Unsupervised learning algorithms identify patterns in unlabeled data. Here are some common types:


## 1. Clustering Algorithms

Clustering algorithms group data points into clusters based on similarity. Examples include:

- **K-Means Clustering**  
  Partitions data into \( k \) clusters, minimizing the variance within each cluster.

- **Hierarchical Clustering**  
  Builds a tree of clusters either by merging smaller clusters (agglomerative) or splitting larger clusters (divisive).
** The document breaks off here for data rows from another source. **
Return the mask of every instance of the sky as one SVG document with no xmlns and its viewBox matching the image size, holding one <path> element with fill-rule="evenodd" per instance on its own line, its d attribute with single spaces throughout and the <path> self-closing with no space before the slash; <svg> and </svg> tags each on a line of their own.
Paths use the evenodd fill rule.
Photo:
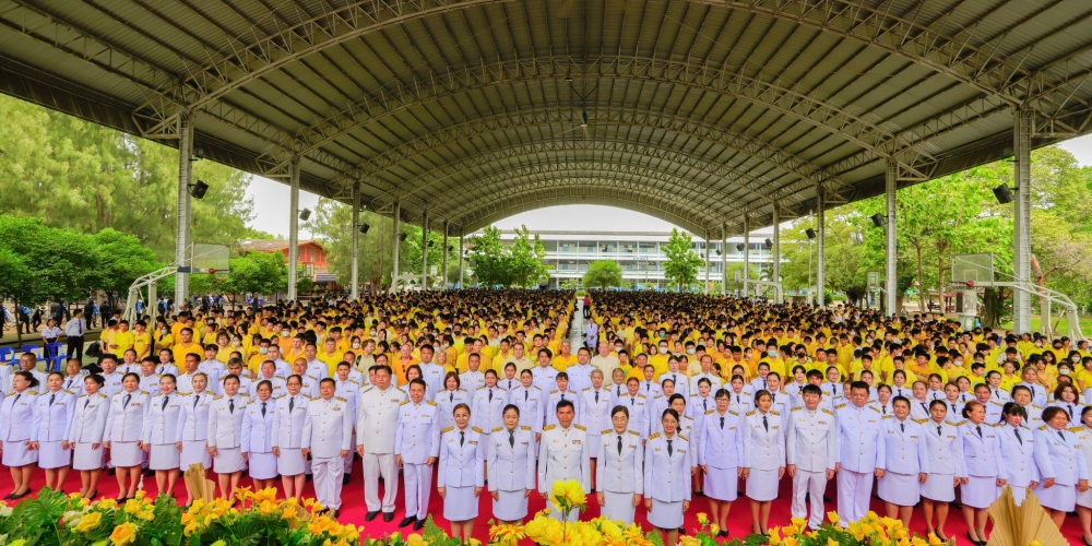
<svg viewBox="0 0 1092 546">
<path fill-rule="evenodd" d="M 1059 146 L 1073 154 L 1081 166 L 1092 165 L 1092 135 L 1069 140 Z M 254 201 L 254 218 L 250 226 L 287 238 L 288 186 L 256 177 L 247 194 Z M 318 201 L 318 195 L 313 193 L 299 192 L 300 210 L 308 207 L 313 211 Z M 601 205 L 550 206 L 509 216 L 495 225 L 501 229 L 526 225 L 532 232 L 558 228 L 581 232 L 669 232 L 674 227 L 646 214 Z M 310 233 L 300 228 L 300 239 L 310 236 Z"/>
</svg>

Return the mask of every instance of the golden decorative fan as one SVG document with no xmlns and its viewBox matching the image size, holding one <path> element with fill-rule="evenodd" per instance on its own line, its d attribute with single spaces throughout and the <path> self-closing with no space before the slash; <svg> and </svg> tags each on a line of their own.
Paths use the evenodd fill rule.
<svg viewBox="0 0 1092 546">
<path fill-rule="evenodd" d="M 994 532 L 986 546 L 1028 546 L 1032 541 L 1043 546 L 1069 546 L 1030 489 L 1023 505 L 1017 507 L 1012 488 L 1005 486 L 1001 496 L 989 506 L 989 519 Z"/>
</svg>

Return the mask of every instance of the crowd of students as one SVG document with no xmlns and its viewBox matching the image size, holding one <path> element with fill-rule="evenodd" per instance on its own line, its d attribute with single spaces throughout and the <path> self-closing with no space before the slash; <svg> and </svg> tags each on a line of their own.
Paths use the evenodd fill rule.
<svg viewBox="0 0 1092 546">
<path fill-rule="evenodd" d="M 174 494 L 201 463 L 228 498 L 244 472 L 295 497 L 313 476 L 336 514 L 359 458 L 367 521 L 393 521 L 402 487 L 400 526 L 420 529 L 435 491 L 463 538 L 482 495 L 494 519 L 520 521 L 561 479 L 610 518 L 644 510 L 669 544 L 695 497 L 722 536 L 747 497 L 762 533 L 787 479 L 792 513 L 811 527 L 835 480 L 844 522 L 875 489 L 907 525 L 921 503 L 940 538 L 961 507 L 984 543 L 985 509 L 1008 486 L 1018 502 L 1033 491 L 1059 526 L 1076 511 L 1092 541 L 1082 340 L 609 292 L 589 296 L 595 328 L 573 351 L 574 304 L 556 290 L 414 292 L 111 320 L 98 363 L 46 375 L 25 354 L 0 369 L 8 498 L 32 492 L 36 468 L 50 487 L 78 471 L 95 497 L 107 466 L 122 498 L 143 473 Z"/>
</svg>

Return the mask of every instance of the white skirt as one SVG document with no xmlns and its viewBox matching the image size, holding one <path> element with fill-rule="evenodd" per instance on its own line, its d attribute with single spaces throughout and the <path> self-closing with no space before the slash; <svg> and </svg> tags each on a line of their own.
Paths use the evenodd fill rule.
<svg viewBox="0 0 1092 546">
<path fill-rule="evenodd" d="M 136 442 L 110 442 L 110 462 L 115 467 L 140 466 L 142 461 L 144 461 L 144 450 L 136 447 Z"/>
<path fill-rule="evenodd" d="M 649 512 L 649 523 L 666 530 L 682 526 L 682 501 L 664 502 L 652 499 L 652 511 Z"/>
<path fill-rule="evenodd" d="M 601 511 L 601 514 L 608 519 L 620 521 L 627 526 L 633 523 L 633 515 L 637 509 L 633 507 L 633 494 L 632 492 L 613 492 L 603 491 L 603 497 L 605 506 Z"/>
<path fill-rule="evenodd" d="M 193 464 L 200 464 L 205 470 L 212 467 L 212 458 L 209 456 L 207 441 L 193 440 L 182 442 L 182 453 L 178 455 L 178 467 L 185 472 Z"/>
<path fill-rule="evenodd" d="M 887 471 L 878 479 L 877 492 L 886 502 L 900 507 L 912 507 L 922 500 L 917 474 L 899 474 Z"/>
<path fill-rule="evenodd" d="M 447 486 L 443 494 L 443 519 L 467 521 L 477 518 L 478 499 L 474 497 L 474 486 Z"/>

- **DBSCAN (Density-Based Spatial Clustering of Applications with Noise)**  
  Groups data points based on density, identifying clusters of varying shapes and sizes. It also marks noise points as outliers.

---

## 2. Dimensionality Reduction Algorithms

Dimensionality reduction algorithms reduce the number of features in data while preserving the most important information. Examples include:

- **Principal Component Analysis (PCA)**  
  Reduces dimensionality by finding the principal axes of variance in the data. Useful for visualization and speeding up computations.

---

These algorithms are widely used for customer segmentation, anomaly detection, data visualization, and more.


## Advantages of Unsupervised Learning

- Unsupervised learning is used for more complex tasks as compared to supervised learning because, in unsupervised learning, we don't have labeled input data.

- Unsupervised learning is preferable as it is easy to get unlabeled data in comparison to labeled data.

## Disadvantages of Unsupervised Learning

- Unsupervised learning is intrinsically more difficult than supervised learning as it does not have corresponding output.

- The result of the unsupervised learning algorithm might be less accurate as input data is not labeled, and algorithms do not know the exact output in advance.